Ciò che nei primi Ottanta, dal design di mobili e tessuti a quello di abiti, gioielli, compendi e dettagli d’arredo, ha definito il suo contributo alla storia del gruppo più celebre del design postmoderno, è confluito infatti, da oltre trent’anni, in una pratica artistica sempre più esclusiva. Un instancabile inesauribile fantasticare sulle cose che ci circondano, che rispecchia come una goccia d’acqua questa francese generazione 1957, con lo sguardo azzurro, i capelli grigi a caschetto, la carnagione chiarissima e il sorriso segnato dal tempo di una bambina. Che considera il lavoro come «una specie di fiume che va, continua a evolversi a seconda di quello che vedo, delle persone incontrate, dei libri letti, delle esperienze degli altri, dell’accumulo delle cose già fatte e di come si combinano fra loro». Un flusso che il suo studio milanese, prima ancora delle gallerie e delle molte personali da lei realizzate in ogni parte del mondo, raccoglie e restituisce. «La mia vita è lo studio e anche quella di George», racconta parlando di sé e del compagno di una vita Sowden (77 anni), che lavora nello spazio a fianco. 
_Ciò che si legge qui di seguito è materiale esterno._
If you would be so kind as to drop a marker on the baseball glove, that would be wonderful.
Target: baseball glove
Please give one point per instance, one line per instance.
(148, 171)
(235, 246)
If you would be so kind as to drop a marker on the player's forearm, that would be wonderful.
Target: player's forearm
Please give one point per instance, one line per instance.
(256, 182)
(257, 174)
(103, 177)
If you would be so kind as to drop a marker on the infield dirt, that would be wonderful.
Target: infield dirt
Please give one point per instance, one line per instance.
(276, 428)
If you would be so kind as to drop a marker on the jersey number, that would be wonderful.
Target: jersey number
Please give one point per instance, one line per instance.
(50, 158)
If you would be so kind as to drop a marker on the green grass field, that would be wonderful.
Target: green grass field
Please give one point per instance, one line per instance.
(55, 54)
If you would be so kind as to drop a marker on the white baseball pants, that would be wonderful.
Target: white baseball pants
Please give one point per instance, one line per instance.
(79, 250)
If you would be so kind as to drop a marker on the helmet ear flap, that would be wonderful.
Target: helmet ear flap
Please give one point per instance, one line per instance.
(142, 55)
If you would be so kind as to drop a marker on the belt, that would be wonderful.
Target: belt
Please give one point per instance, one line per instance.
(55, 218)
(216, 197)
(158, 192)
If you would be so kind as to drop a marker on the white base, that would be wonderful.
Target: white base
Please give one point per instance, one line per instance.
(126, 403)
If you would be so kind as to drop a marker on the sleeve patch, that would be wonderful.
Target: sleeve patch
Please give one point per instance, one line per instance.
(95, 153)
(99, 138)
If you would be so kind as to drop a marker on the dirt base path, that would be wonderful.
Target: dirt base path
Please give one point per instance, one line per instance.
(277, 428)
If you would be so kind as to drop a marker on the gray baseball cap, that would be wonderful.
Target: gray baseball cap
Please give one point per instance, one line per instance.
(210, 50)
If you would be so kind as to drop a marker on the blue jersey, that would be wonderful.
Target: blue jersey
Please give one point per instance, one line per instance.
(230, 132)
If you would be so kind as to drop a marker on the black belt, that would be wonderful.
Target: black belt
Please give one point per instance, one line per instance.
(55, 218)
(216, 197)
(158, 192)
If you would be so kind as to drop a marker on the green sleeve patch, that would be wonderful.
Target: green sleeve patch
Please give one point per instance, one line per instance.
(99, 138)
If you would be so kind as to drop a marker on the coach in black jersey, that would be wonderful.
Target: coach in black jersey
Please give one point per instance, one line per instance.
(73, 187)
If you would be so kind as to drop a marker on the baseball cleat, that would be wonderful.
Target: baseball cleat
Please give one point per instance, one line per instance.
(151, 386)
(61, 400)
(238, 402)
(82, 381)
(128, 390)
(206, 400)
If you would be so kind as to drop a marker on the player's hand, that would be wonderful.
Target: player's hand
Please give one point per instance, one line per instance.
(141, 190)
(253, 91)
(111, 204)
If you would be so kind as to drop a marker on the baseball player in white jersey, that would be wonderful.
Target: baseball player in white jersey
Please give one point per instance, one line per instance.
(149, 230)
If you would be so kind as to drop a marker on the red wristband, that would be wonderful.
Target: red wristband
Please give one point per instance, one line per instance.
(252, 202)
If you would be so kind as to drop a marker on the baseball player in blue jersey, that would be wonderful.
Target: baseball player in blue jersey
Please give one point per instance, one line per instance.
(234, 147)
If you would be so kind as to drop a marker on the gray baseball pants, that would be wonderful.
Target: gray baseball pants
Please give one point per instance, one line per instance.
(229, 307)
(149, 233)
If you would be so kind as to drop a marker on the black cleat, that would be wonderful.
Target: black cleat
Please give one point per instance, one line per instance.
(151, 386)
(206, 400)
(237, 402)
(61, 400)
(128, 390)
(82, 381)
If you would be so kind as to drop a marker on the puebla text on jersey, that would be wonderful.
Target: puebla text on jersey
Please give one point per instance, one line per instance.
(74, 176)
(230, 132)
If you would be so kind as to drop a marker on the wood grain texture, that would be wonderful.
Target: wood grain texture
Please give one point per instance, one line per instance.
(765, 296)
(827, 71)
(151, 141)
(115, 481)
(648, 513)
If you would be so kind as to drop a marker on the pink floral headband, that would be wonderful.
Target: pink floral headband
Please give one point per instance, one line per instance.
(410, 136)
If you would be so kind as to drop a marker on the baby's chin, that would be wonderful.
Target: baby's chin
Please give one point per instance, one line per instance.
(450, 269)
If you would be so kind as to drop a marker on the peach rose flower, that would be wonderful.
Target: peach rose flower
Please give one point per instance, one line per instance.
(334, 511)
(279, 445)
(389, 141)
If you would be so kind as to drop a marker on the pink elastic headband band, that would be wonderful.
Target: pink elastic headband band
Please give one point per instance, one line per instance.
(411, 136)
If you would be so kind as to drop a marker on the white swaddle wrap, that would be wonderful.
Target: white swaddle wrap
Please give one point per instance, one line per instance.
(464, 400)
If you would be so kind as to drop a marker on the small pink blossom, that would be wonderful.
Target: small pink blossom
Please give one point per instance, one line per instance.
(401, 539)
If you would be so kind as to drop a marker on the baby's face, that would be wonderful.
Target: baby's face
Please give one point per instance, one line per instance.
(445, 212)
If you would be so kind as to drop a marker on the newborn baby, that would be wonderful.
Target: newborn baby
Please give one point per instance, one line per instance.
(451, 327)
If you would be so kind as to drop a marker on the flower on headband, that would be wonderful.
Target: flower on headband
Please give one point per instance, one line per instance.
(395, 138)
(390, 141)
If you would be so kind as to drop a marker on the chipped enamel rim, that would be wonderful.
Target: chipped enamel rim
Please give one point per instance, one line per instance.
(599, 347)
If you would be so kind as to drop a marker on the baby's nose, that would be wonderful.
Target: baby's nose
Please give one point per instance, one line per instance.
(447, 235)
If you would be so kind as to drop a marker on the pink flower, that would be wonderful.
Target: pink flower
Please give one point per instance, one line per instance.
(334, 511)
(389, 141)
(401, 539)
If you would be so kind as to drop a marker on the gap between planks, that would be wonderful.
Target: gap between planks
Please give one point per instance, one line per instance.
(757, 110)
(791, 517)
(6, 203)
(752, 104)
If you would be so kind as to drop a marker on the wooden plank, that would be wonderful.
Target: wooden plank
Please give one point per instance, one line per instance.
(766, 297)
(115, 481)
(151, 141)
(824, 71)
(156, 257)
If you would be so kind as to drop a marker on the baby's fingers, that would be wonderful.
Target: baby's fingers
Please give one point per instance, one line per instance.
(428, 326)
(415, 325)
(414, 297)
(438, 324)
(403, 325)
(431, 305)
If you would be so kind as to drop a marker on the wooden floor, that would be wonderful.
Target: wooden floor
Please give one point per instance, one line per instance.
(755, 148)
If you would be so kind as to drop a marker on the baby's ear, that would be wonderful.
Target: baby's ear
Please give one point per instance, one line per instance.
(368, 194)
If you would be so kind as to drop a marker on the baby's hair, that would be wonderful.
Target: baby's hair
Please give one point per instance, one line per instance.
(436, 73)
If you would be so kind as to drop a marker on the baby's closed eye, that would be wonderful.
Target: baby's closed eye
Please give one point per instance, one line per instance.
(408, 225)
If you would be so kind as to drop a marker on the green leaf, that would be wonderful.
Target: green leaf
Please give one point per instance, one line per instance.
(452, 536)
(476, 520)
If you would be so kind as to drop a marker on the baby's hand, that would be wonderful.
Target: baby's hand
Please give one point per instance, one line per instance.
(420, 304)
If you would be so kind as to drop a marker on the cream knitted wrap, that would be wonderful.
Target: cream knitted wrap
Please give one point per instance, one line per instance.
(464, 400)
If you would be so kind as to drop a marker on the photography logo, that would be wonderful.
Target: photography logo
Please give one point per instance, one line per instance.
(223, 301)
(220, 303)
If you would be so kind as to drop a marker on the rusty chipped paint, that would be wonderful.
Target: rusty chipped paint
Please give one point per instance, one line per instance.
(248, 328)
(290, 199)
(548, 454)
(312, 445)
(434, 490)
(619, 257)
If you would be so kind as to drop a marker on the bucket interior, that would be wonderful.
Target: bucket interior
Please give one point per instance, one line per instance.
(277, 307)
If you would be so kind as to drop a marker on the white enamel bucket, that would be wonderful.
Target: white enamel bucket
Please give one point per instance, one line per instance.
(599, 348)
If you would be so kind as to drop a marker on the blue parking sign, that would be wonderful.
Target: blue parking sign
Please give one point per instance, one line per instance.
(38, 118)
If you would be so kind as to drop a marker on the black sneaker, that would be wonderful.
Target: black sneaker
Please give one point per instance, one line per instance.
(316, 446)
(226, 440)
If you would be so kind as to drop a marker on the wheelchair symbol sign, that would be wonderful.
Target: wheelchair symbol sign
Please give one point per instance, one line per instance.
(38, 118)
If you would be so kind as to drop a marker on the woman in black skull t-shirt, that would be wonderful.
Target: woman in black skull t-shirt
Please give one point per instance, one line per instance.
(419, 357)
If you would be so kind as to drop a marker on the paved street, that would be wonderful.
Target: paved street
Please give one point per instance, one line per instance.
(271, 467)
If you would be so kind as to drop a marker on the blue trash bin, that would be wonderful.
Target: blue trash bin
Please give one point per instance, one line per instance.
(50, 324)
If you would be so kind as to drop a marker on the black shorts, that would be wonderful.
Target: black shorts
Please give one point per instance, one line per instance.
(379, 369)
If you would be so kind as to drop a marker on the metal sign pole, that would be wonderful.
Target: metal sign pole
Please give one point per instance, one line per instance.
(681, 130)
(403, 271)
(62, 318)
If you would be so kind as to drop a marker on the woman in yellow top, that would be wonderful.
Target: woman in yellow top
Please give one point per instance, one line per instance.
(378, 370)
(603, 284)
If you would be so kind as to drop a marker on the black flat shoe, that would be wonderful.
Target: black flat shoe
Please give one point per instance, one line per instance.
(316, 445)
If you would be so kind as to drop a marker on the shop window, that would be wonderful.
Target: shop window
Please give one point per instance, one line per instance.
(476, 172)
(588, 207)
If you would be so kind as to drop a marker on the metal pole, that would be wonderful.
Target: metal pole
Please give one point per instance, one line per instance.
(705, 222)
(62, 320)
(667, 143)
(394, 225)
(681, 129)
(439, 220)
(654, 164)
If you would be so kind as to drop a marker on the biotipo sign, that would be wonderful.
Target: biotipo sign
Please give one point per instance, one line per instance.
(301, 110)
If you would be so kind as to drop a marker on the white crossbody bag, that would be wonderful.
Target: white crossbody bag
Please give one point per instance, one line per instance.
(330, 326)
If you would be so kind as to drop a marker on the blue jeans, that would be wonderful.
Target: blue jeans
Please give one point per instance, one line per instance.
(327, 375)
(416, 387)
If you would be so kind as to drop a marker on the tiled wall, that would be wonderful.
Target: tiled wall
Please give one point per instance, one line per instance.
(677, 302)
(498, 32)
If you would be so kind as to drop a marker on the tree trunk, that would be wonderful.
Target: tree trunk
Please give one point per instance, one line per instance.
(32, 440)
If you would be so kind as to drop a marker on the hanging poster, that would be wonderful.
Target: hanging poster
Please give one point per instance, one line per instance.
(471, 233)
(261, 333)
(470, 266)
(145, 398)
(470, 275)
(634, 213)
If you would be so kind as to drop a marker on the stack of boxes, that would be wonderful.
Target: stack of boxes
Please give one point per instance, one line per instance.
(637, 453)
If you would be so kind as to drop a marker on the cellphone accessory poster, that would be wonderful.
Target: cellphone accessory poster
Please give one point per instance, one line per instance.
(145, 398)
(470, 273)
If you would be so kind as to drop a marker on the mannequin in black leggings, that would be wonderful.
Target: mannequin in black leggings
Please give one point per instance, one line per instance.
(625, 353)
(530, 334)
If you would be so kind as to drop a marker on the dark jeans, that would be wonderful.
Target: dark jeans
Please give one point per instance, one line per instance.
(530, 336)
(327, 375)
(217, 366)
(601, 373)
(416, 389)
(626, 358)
Torre Numero Due, appena installata nel Vitra Campus, a Weil am Rhein.

«Cerco di lavorare regolarmente, di dipingere tutti i giorni e quando si prospetta una mostra si fa un editing di quello che c’è. Non desidero possedere cose in particolare; il lusso sono lo spazio e la luce, e abbiamo la fortuna di avere ambedue». È vero. L’ambiente arioso risulta pieno di luce e di lavoro che, dal bellissimo prototipo datato 1981 della sedia Primula di Sowden, alle tre tele di Du Pasquier ancora in via di realizzazione, che lei introduce con un veloce «quello che sto facendo adesso», porta le tracce di una pratica artistica che sconfina nel vissuto. Un unicum circolare quasi zen, ricco di concentrazione e di quiete, di ricerca e di continuità, con le nuance di materiali forme momenti irriproducibili. È uno studio silenzioso e protettivo, che seduce e intimidisce con la sua massima essenzialità e riservatezza. «Mi sono resa conto che si può riempire la vita con un progetto che non finisce mai, che la vita è questo progetto che continuerà a evolversi fino alla fine. L’ho intuito negli anni di Memphis, a contatto con George e con altre persone incontrate attorno al “mondo del design”. Non ho mai sognato di lavorare in gruppo, anche allora ognuno era per conto suo, erano l’occhio di Ettore Sottsass e di Barbara Radice, le mostre, a metterci insieme. Con George è diverso. Intanto mi ha indicato un modo di vedere la vita, un modo che inoltre vive e condivide con me. E a volte abbiamo anche lavorato insieme, ma soprattutto accanto. La nostra complicità si esplicita meglio nelle conversazioni su quello che ognuno di noi fa, sullo sguardo e i commenti sui lavori di ognuno, ed è anche più semplice perché operiamo in ambiti diversi, George è un designer e io una pittrice, ma ho la sensazione che siamo un’entità, la risultante di due personalità a contatto da tanti anni… e che, quando capita, le nostre cose stiano bene insieme».